Here is a French ribbon pansy pin I recently completed as part of a custom order. I took some work in process photos so I could show you how they are made. The ribbon is wired on both selvedge edges so it holds its shape. I’ve always been a big fan of pansies. When I was a kid, I loved to draw them.
First I cut two equal lengths of wired French ribbon and pin them together as shown. The black arrows show the direction of my hand sewn running stitch.

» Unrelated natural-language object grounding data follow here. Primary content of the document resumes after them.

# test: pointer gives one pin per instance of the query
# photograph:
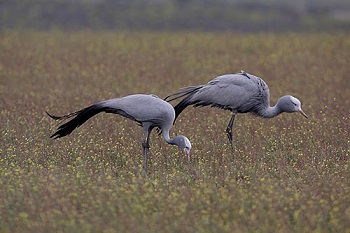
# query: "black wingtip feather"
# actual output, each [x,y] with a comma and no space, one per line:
[80,118]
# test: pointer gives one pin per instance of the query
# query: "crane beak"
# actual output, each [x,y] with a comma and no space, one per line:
[187,152]
[303,113]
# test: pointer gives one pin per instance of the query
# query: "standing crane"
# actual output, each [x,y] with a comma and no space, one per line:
[238,93]
[148,110]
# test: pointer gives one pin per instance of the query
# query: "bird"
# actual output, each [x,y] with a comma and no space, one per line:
[148,110]
[238,93]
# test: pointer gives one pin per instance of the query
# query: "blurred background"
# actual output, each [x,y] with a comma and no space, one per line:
[170,15]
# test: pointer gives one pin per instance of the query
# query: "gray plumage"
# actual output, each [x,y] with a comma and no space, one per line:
[148,110]
[238,93]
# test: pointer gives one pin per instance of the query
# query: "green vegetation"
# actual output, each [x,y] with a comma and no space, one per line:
[287,174]
[169,15]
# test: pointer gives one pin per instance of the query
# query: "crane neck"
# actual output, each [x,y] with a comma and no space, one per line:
[272,111]
[165,133]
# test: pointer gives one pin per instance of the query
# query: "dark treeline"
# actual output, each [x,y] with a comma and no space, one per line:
[268,15]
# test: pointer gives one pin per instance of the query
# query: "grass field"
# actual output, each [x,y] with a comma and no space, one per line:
[287,174]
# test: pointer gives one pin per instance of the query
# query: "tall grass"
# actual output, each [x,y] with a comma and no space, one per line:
[286,174]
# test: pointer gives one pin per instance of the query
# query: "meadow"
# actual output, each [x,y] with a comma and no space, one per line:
[287,174]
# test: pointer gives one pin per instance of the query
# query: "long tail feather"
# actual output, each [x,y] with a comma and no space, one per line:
[80,118]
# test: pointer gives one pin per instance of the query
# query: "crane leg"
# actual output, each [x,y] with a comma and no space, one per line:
[229,128]
[145,148]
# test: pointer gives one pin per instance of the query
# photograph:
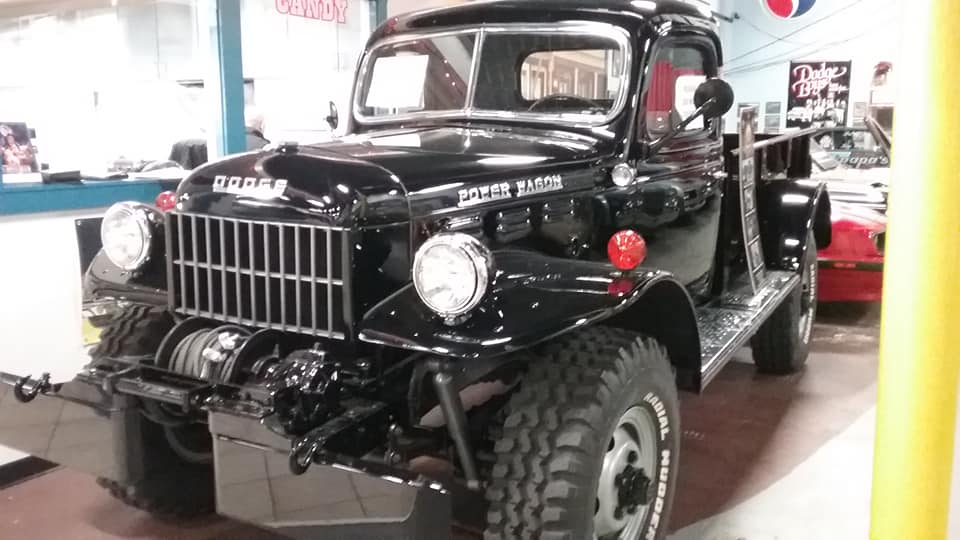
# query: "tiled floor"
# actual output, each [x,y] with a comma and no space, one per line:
[760,453]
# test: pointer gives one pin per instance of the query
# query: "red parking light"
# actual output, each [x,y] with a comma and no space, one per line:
[626,249]
[166,201]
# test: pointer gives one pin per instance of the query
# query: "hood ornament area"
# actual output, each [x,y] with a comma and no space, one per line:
[254,187]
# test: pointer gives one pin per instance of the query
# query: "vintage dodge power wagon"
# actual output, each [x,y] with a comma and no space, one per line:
[475,308]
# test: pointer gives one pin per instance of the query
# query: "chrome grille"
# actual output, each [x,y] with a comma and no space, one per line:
[286,276]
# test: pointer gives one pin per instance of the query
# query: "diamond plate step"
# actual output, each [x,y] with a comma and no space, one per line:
[729,321]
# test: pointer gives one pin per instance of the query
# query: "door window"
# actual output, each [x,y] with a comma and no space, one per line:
[675,73]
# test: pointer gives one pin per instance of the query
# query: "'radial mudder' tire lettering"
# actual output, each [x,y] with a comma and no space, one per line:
[565,435]
[664,422]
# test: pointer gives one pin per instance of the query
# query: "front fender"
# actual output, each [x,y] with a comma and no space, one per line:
[788,210]
[532,298]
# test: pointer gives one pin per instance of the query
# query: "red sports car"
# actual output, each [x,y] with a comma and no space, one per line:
[851,267]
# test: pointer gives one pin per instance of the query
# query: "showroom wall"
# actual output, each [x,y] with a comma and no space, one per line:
[124,77]
[758,47]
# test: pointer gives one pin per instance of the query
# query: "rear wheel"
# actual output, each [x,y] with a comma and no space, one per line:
[590,443]
[782,344]
[177,478]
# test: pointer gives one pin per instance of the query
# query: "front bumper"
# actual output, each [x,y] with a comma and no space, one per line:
[80,428]
[93,424]
[343,500]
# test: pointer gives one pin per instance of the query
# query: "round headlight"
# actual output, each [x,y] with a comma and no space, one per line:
[126,235]
[451,273]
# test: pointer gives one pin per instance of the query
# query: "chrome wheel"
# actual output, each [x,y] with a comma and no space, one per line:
[627,485]
[808,299]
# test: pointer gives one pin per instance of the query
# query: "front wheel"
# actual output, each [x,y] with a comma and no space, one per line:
[782,344]
[590,444]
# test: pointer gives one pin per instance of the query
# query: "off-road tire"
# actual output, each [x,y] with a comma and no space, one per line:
[558,427]
[782,345]
[170,487]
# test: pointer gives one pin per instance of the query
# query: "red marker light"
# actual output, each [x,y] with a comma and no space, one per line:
[626,249]
[166,201]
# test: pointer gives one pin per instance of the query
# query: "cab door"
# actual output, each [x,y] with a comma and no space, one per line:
[677,194]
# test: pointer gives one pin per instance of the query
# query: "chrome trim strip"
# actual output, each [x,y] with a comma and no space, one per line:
[252,268]
[346,271]
[261,324]
[209,237]
[258,273]
[329,248]
[183,269]
[283,279]
[313,279]
[196,270]
[474,72]
[255,222]
[297,281]
[223,271]
[268,315]
[592,28]
[168,243]
[238,275]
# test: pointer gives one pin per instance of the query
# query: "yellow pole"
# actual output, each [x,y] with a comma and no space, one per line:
[920,322]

I pull on the thread and push all the ribbon down to the knotted beginning. I use very strong thread so it doesn’t break. I backstitch the thread at the edge of the gathered ribbon to keep it from getting loose. I flatten out the ribbon and sew this, the back 2 petals, onto a square of crinoline, using tiny stitches in the folds of ribbon.
I cut one length of white French wired ribbon 3X the length of the blue pieces. I fold the sides down at each 1/3rd mark and pin. Then I sew a running stitch as shown here by the black arrows.
I pull on the thread to gather the ribbon again and backstitch and knot the end. The beginning and ending knots are brought together in the back and stitched tightly. I flatten it out and now I have the 3 front petals of the pansy. I knot a short length of narrow silk satin ribbon and insert it into the center.
Next I sew the front 3 white petals on top of the back 2 turquoise petals, using tiny stitches, again hiding the stitches in the folds of the ribbon.
Step six is optional. As a purist, I sometime prefer the pansies “plain” but it seems many customers like my version with embroidery. I hand embroider some “rays” in coordinating embroidery thread radiating out from the center of the flower.
The next task is to trim the crinoline. I sew either a bar pin or a hair clip on a circular piece of felt in a coordinating color, then sew the felt to the crinoline. Now it’s ready to ship. It may look pretty simple, but it takes a lot of practice! My first attempts did NOT look like this.